Today, some of these estates are in need of major regeneration while others have mellowed and improved over time. Today, as part of our weekly nostalgia series, we take a look back at those exciting early days of MK.

Netherfield, with its terraced flat-roofed houses, was one of the earliest completed rental housing grid squares in Milton Keynes. Built between 1972 and 1977, its1,043 houses formed the largest rental scheme in the city. The first houses were available in 1974 and by 1981 2,650 people had moved in, making it the fourth largest new housing community in Milton Keynes. Today the estate is badly in need of regeneration.
Stantonbury was stepped in history and got its name from the Old English term for 'fortified building by a farm on stony ground '. It once housed the manor of Stantone, which was recorded in the Domesday book. The estate was built with a large and ultra progressive secondary school, known at the time at Stantonbury Campus. The school later changed hands and today, after a major government and Ofsted concerns, is due to be taken over by private academy trust.
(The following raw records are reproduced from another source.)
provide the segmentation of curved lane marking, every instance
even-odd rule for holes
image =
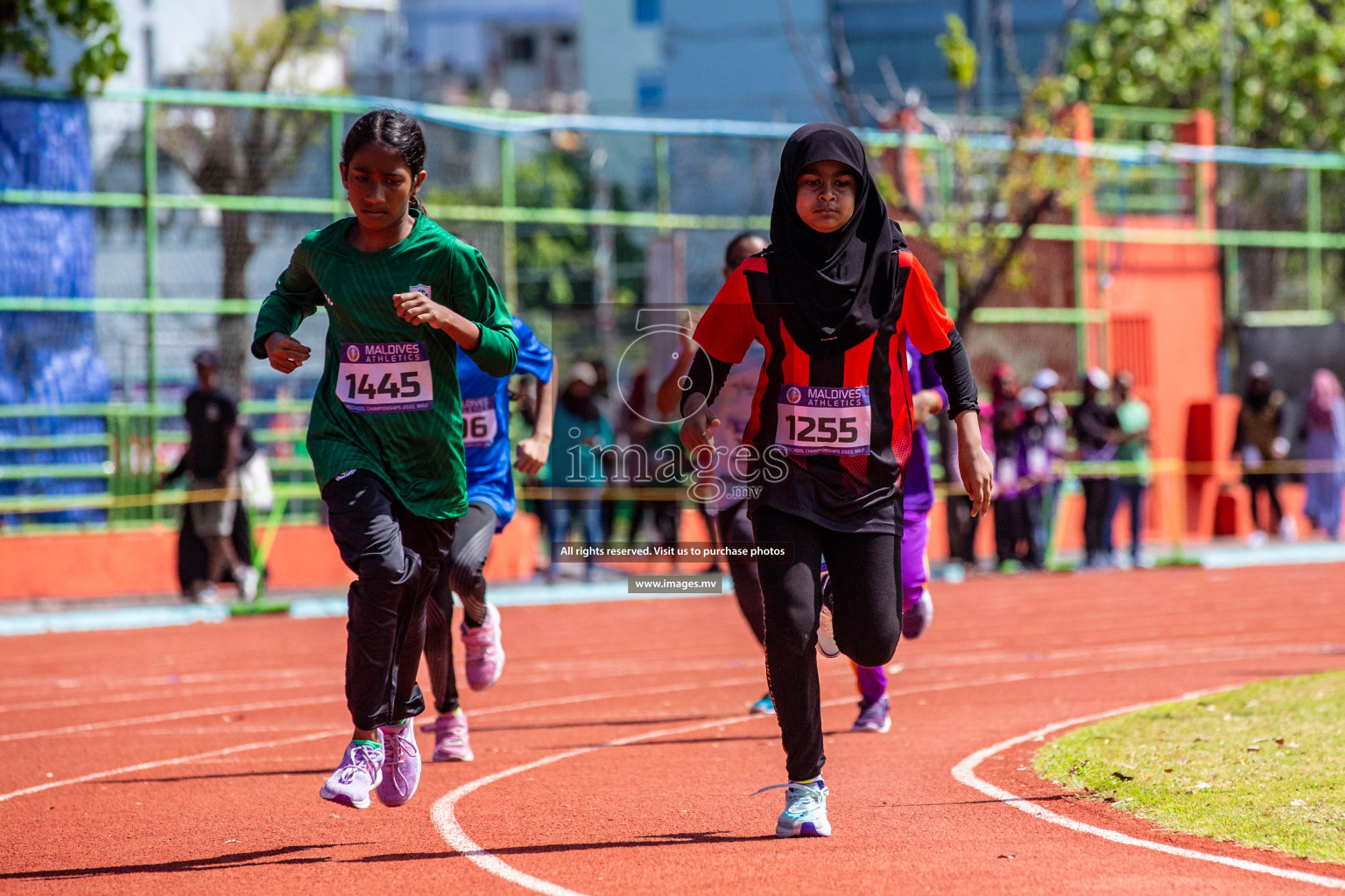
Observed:
[[[755,682],[755,681],[760,681],[760,678],[757,676],[753,676],[753,677],[749,677],[749,678],[745,678],[745,677],[740,677],[740,678],[722,678],[720,681],[710,681],[710,682],[659,685],[659,686],[655,686],[655,688],[636,688],[636,689],[632,689],[632,690],[608,690],[608,692],[603,692],[603,693],[574,695],[574,696],[570,696],[570,697],[555,697],[555,699],[551,699],[551,700],[529,700],[526,703],[515,703],[515,704],[507,704],[507,705],[503,705],[503,707],[488,707],[488,708],[484,708],[484,709],[477,709],[472,715],[473,716],[484,716],[484,715],[494,715],[494,713],[500,713],[500,712],[515,712],[518,709],[535,709],[538,707],[553,707],[553,705],[558,705],[558,704],[574,704],[574,703],[590,703],[590,701],[596,701],[596,700],[612,700],[612,699],[619,699],[619,697],[647,697],[647,696],[651,696],[651,695],[670,693],[670,692],[675,692],[675,690],[694,690],[694,689],[699,689],[699,688],[726,688],[726,686],[734,686],[734,685],[740,685],[740,684],[751,684],[751,682]],[[325,701],[340,700],[340,697],[331,697],[331,699],[323,699],[323,700],[325,700]],[[321,703],[323,700],[309,700],[309,701],[304,701],[304,703]],[[44,733],[69,733],[70,731],[90,731],[90,729],[93,729],[95,727],[129,725],[129,724],[139,724],[139,723],[143,723],[143,721],[163,721],[163,720],[167,720],[167,719],[190,719],[190,717],[194,717],[194,716],[211,715],[211,713],[217,713],[217,712],[222,712],[222,711],[223,712],[230,712],[230,711],[233,711],[233,712],[241,712],[241,711],[247,709],[247,708],[253,708],[253,709],[256,709],[256,708],[272,709],[272,708],[276,708],[276,707],[293,705],[293,703],[295,701],[288,701],[288,700],[273,700],[273,701],[269,701],[269,703],[246,704],[245,707],[223,707],[223,708],[215,708],[215,709],[175,712],[175,713],[164,713],[161,716],[149,716],[149,717],[140,717],[140,719],[122,719],[122,720],[110,721],[110,723],[94,723],[93,725],[67,725],[66,728],[54,728],[50,732],[46,732],[46,731],[22,732],[20,735],[15,735],[15,736],[11,736],[8,739],[13,740],[13,739],[23,739],[23,737],[36,737],[36,736],[40,736],[40,735],[44,735]],[[713,723],[713,724],[720,724],[720,723]],[[233,754],[237,754],[237,752],[246,752],[246,751],[250,751],[250,750],[269,750],[272,747],[285,747],[285,746],[289,746],[289,744],[304,743],[304,742],[308,742],[308,740],[320,740],[323,737],[336,737],[336,736],[344,735],[347,731],[348,731],[348,728],[328,728],[325,731],[320,731],[320,732],[316,732],[316,733],[299,735],[299,736],[295,736],[295,737],[282,737],[282,739],[278,739],[278,740],[261,740],[261,742],[256,742],[256,743],[239,744],[237,747],[225,747],[222,750],[210,750],[207,752],[191,754],[190,756],[175,756],[172,759],[155,759],[152,762],[143,762],[143,763],[137,763],[134,766],[122,766],[121,768],[110,768],[110,770],[106,770],[106,771],[94,771],[94,772],[90,772],[87,775],[79,775],[77,778],[63,778],[61,780],[50,780],[47,783],[34,785],[32,787],[22,787],[20,790],[13,790],[13,791],[7,793],[7,794],[0,794],[0,802],[5,802],[5,801],[13,799],[16,797],[27,797],[28,794],[38,794],[38,793],[42,793],[44,790],[51,790],[54,787],[67,787],[70,785],[82,785],[82,783],[87,783],[90,780],[98,780],[100,778],[114,778],[117,775],[124,775],[124,774],[129,774],[129,772],[133,772],[133,771],[145,771],[148,768],[163,768],[164,766],[182,766],[182,764],[186,764],[186,763],[192,763],[192,762],[199,762],[199,760],[206,760],[206,759],[215,759],[215,758],[219,758],[219,756],[229,756],[229,755],[233,755]],[[4,739],[5,737],[0,737],[0,740],[4,740]],[[554,759],[551,762],[554,762]]]
[[[1069,830],[1092,834],[1093,837],[1100,837],[1108,840],[1114,844],[1122,844],[1126,846],[1139,846],[1141,849],[1151,849],[1154,852],[1166,853],[1169,856],[1180,856],[1182,858],[1194,858],[1204,862],[1213,862],[1216,865],[1227,865],[1229,868],[1237,868],[1240,870],[1250,870],[1258,875],[1271,875],[1274,877],[1283,877],[1287,880],[1295,880],[1303,884],[1317,884],[1318,887],[1326,887],[1330,889],[1345,889],[1345,880],[1340,877],[1326,877],[1322,875],[1309,875],[1307,872],[1291,870],[1287,868],[1275,868],[1274,865],[1263,865],[1260,862],[1248,861],[1245,858],[1232,858],[1229,856],[1215,856],[1210,853],[1202,853],[1196,849],[1186,849],[1182,846],[1171,846],[1169,844],[1159,844],[1151,840],[1141,840],[1139,837],[1131,837],[1130,834],[1123,834],[1116,830],[1110,830],[1107,827],[1098,827],[1096,825],[1089,825],[1087,822],[1076,821],[1068,818],[1059,813],[1053,813],[1032,801],[1017,797],[1002,787],[995,787],[987,780],[976,776],[976,766],[983,763],[990,756],[998,752],[1003,752],[1010,747],[1017,747],[1018,744],[1026,743],[1029,740],[1036,740],[1037,737],[1045,737],[1046,735],[1054,733],[1064,728],[1073,728],[1076,725],[1088,724],[1091,721],[1099,721],[1102,719],[1110,719],[1112,716],[1120,716],[1127,712],[1139,712],[1141,709],[1149,709],[1165,703],[1180,703],[1182,700],[1194,700],[1197,697],[1204,697],[1212,693],[1219,693],[1220,690],[1228,690],[1229,688],[1216,688],[1212,690],[1192,690],[1184,693],[1180,697],[1173,697],[1169,700],[1154,700],[1151,703],[1141,703],[1131,707],[1122,707],[1119,709],[1110,709],[1107,712],[1096,712],[1089,716],[1079,716],[1076,719],[1068,719],[1065,721],[1057,721],[1044,728],[1037,728],[1036,731],[1029,731],[1025,735],[1018,735],[1017,737],[1010,737],[1009,740],[1001,740],[999,743],[986,747],[985,750],[978,750],[971,754],[956,766],[952,767],[952,776],[962,783],[979,790],[987,797],[993,797],[1020,811],[1025,811],[1034,818],[1050,822],[1052,825],[1060,825],[1061,827],[1068,827]]]

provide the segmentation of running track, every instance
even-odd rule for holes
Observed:
[[[746,795],[783,755],[742,716],[764,669],[730,596],[506,609],[506,676],[464,696],[476,762],[426,764],[397,810],[317,799],[348,732],[340,619],[5,638],[0,893],[1332,892],[1345,868],[1166,834],[1026,767],[1056,723],[1345,668],[1341,570],[937,587],[890,733],[846,731],[849,666],[823,661],[835,833],[810,841],[771,836],[780,791]]]

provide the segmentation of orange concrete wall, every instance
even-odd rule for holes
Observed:
[[[495,536],[486,560],[492,582],[533,575],[537,517],[519,513]],[[277,591],[334,588],[354,578],[321,525],[286,525],[268,563]],[[178,531],[0,537],[0,600],[178,594]]]

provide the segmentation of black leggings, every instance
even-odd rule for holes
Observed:
[[[441,716],[457,709],[457,678],[453,674],[453,595],[463,602],[463,615],[479,625],[486,619],[486,579],[482,567],[495,537],[495,510],[480,501],[467,505],[457,523],[457,537],[448,562],[425,604],[425,664],[434,709]]]
[[[834,532],[759,506],[752,529],[759,544],[794,544],[790,562],[757,560],[757,571],[765,599],[767,681],[784,742],[785,771],[790,780],[808,780],[826,762],[816,654],[822,556],[831,574],[837,646],[857,665],[885,665],[901,637],[900,528],[896,533]]]
[[[425,599],[453,544],[457,520],[416,516],[373,473],[323,486],[327,523],[350,584],[346,705],[373,731],[425,711],[416,673],[425,643]]]
[[[748,519],[748,502],[738,501],[720,510],[716,519],[720,541],[725,545],[752,547],[752,520]],[[733,594],[738,599],[738,610],[748,621],[757,643],[765,645],[765,619],[761,610],[761,578],[757,575],[756,560],[729,559],[729,574],[733,576]]]

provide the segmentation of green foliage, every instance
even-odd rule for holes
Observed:
[[[17,59],[35,81],[56,74],[51,62],[56,35],[83,46],[70,67],[71,93],[85,93],[93,81],[102,85],[126,67],[113,0],[0,0],[0,59]]]
[[[515,201],[523,208],[592,208],[594,203],[588,152],[551,149],[518,163],[514,173]],[[499,206],[500,192],[492,189],[426,189],[426,206]],[[628,211],[619,184],[612,185],[612,208]],[[585,224],[518,224],[518,267],[521,308],[588,304],[593,296],[594,235]],[[613,265],[628,267],[643,262],[644,251],[617,230]],[[496,271],[499,274],[499,271]],[[617,305],[638,298],[643,277],[617,277]]]
[[[958,85],[958,90],[971,90],[976,83],[976,70],[981,64],[976,44],[967,36],[967,26],[959,16],[950,12],[944,21],[948,30],[939,35],[935,43],[948,63],[948,77]]]
[[[1262,681],[1072,731],[1038,774],[1173,830],[1345,860],[1345,673]]]
[[[1042,77],[1029,82],[1018,114],[998,129],[1013,140],[1007,152],[978,150],[967,140],[985,122],[958,120],[947,148],[919,161],[896,152],[894,171],[880,175],[878,189],[893,208],[905,208],[921,226],[921,239],[950,262],[959,285],[958,328],[971,328],[971,313],[1001,286],[1026,285],[1026,234],[1077,197],[1083,179],[1069,156],[1037,152],[1037,137],[1072,137],[1073,118],[1064,85]],[[913,165],[933,169],[939,189],[923,201],[907,196]],[[892,175],[896,175],[894,177]],[[920,176],[921,183],[928,179]],[[939,277],[931,269],[931,275]],[[947,282],[943,290],[950,296]]]
[[[1345,152],[1345,7],[1232,0],[1233,140]],[[1099,103],[1220,109],[1221,0],[1096,0],[1067,87]]]

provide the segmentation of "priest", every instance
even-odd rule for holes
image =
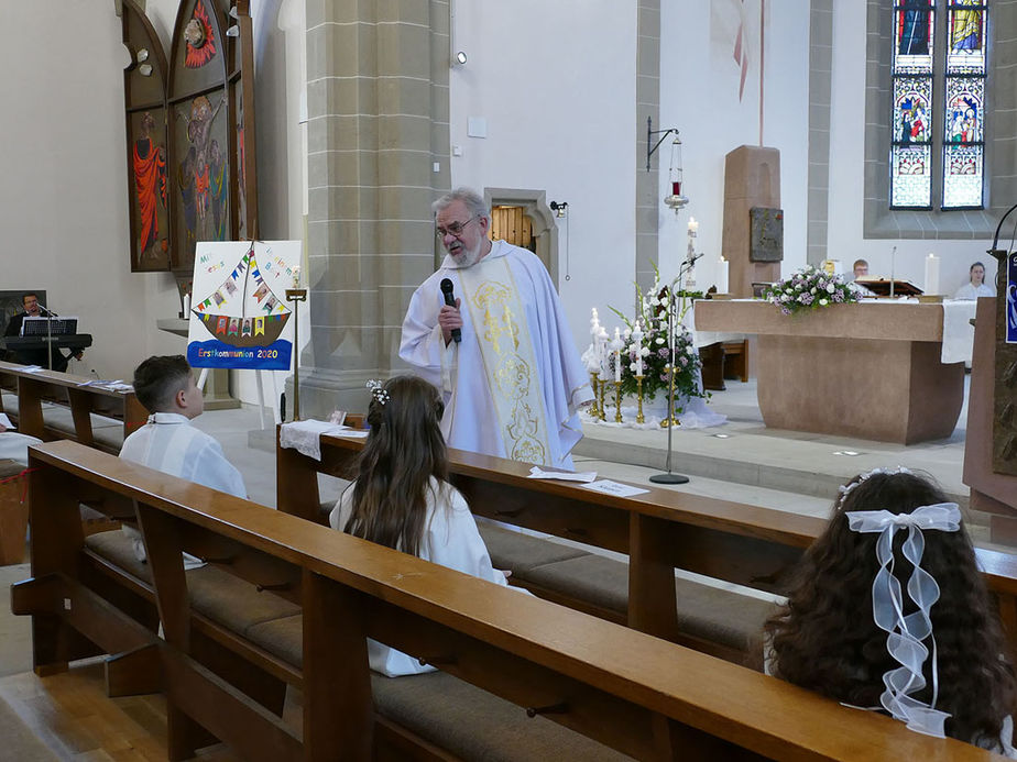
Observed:
[[[434,210],[448,255],[409,301],[400,356],[442,390],[449,446],[571,468],[593,391],[547,268],[488,238],[470,188]]]

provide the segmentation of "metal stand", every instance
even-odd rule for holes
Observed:
[[[675,419],[675,285],[679,287],[681,285],[682,272],[690,267],[691,263],[684,263],[678,268],[678,277],[671,281],[670,288],[667,292],[667,345],[670,350],[670,356],[667,364],[667,420],[674,421]],[[682,476],[681,474],[671,473],[671,455],[674,453],[671,446],[671,430],[674,426],[667,427],[667,461],[664,464],[664,467],[667,468],[667,473],[664,474],[654,474],[649,477],[649,481],[654,484],[687,484],[689,481],[688,476]]]
[[[287,288],[286,300],[307,301],[306,288]],[[299,308],[293,306],[293,420],[300,420],[300,334]]]

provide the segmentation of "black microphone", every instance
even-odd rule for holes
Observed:
[[[452,296],[452,281],[448,278],[441,278],[441,292],[445,295],[445,303],[449,307],[455,307],[456,297]],[[458,328],[452,329],[452,341],[457,344],[462,341],[462,331]]]

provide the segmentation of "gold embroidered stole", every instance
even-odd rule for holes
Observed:
[[[506,456],[550,463],[540,368],[505,256],[459,270]]]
The estate of Fishermead started in 1973. The first schemes took the form of three storey terraces with flat roofs backing onto generous landscaped squares but, as development progressed, other designs were explored. Built right next to the city centre, the estate was at the heart of MK. Today it is another area in need of regeneration.
Bradville was built on a scenic spot, with a section of the Grand Union Canal and the old railway walk running through it. Here, you can see the estate being built, with Monks Way in the background, obscured by trees.
Great Holm was a later estate, with building beginning in 1982. Before this, it had been farmland in the parish of Loughton. Here you can see the early stages of houses being built,
Coffee Hall, shown here in the 1970s, was one of the earlier new estates, along with Netherfield and nearby Beanhill. Roads on the estate are named after old London coffee houses, such as Rochfords and Lloyds - hence the unusual name.
People in the town of Newport Pagnell, pictured here in the 1970s, watched Milton Keynes being built all around them, but it was actually excluded from the 1967 designated area. The two places join at the M1 but planned new development will bring the 'new city' even closer. Today, older people in Newport Pagnell still take umbrage when their town is described as part of MK!
Milton Keynes' history wouldn't be complete without a mention of the concrete cows. The famous herd consisting of three cows and three calves, was created with local children using scrap materials in1978 by Canadian artist-in-residence Liz Leyh, In 1979 one of the calves was kidnapped by students, who demanded a ransom. Nobody knows whether the cash it was paid or not but the calf was never seen again.